| EIN | NAME | CITY | STATE | ZIP | NTEE | RULING | ASSETS | INCOME | REVENUE | SoftTF-IDF | JW(full) | CONF | Hits |
|---|
GET /api/search?q=<query>&field=name|ein&limit=5&topk=80&tokThresh=0.85&minSoft=0&phonetic=truePOST /api/search with JSON body using the same fields.| Param | Type | Default | Description |
|---|---|---|---|
q | string | – | Query text (org name) or EIN (9 digits for field=ein). |
field | string | name | name uses SoftTF-IDF+JW; ein is exact. |
limit | int | 5 | Max items to return. |
topk | int | 80 | Candidate count from TF-IDF blocker. |
tokThresh | float | 0.85 | Min Jaro–Winkler for token matches in SoftTF-IDF. |
minSoft | float | 0 | Min SoftTF-IDF to keep (after small boosts). |
phonetic | bool | true | Use NYSIIS fallback when no lexical hits. |
200 OK
{
"meta": {
"query": "alzheimer nyc",
"field": "name",
"limit_requested": 5,
"limit_returned": 5,
"candidates_considered": 80,
"took_ms": 7,
"thresholds": {"topk":80,"tokThresh":0.85,"minSoft":0,"phonetic":true},
"corpus_size": 199873
},
"results": [
{
"rank": 1,
"ein": "01XXXXXXX",
"name": "ALZHEIMER'S ASSOCIATION GREATER NEW YORK CHAPTER",
"city": "NEW YORK", "state": "NY", "zip": "100XX",
"ntee": "H92",
"assets": 12345678, "income": 2345678, "revenue": 1987654,
"confidence": 0.964,
"soft_tfidf": 0.951,
"jw_full": 0.987,
"hits": 6,
"explain": {"numbersMatched":0,"rareTokenMatches":2}
}
]
}
400 (missing q or bad params), 503 (index still warming).
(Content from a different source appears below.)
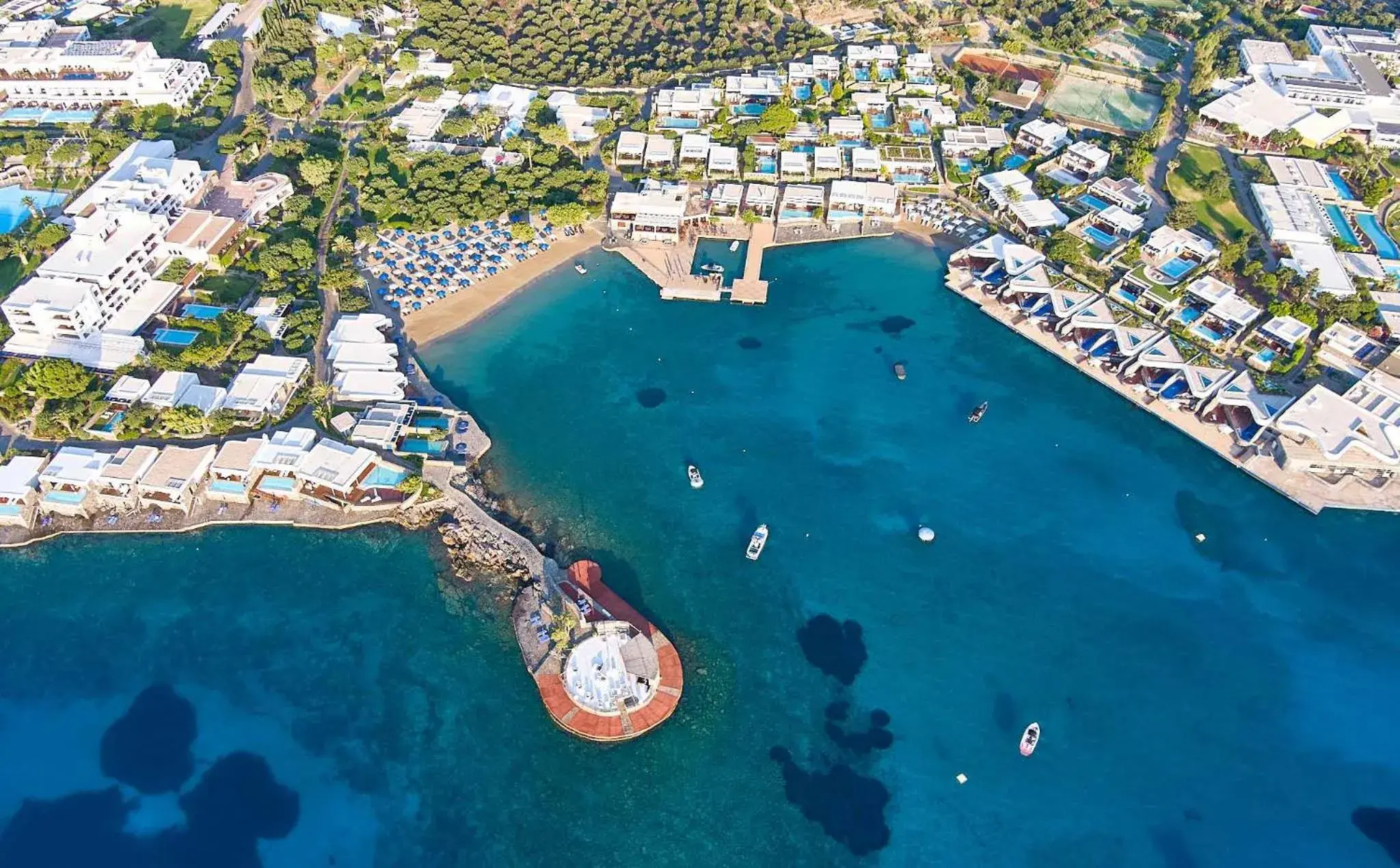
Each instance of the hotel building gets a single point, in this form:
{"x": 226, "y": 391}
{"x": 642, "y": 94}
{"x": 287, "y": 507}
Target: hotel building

# GET (name, top 5 default)
curl -G "http://localhost:8000/api/search" \
--data-urlencode "q=habitat for humanity nyc"
# GET (ein)
curl -G "http://localhost:8000/api/search" \
--data-urlencode "q=002022084" --data-urlencode "field=ein"
# POST (JSON)
curl -X POST "http://localhost:8000/api/search" \
-H "Content-Type: application/json" \
-d '{"q":"alzheimer new york","field":"name","limit":10,"topk":120,"tokThresh":0.86,"minSoft":0.1,"phonetic":true}'
SoftTF-IDF sums TF-IDF-weighted token matches where within-token similarity ≥ tokThresh (Jaro–Winkler). We add small domain boosts for exact numbers (“PS 118”, “Chapter 12”) and rare token matches. confidence is a calibrated blend: 0.8×SoftTF-IDF + 0.2×JW(full), clipped to [0,1]. For EIN exact matches, confidence is 1.0.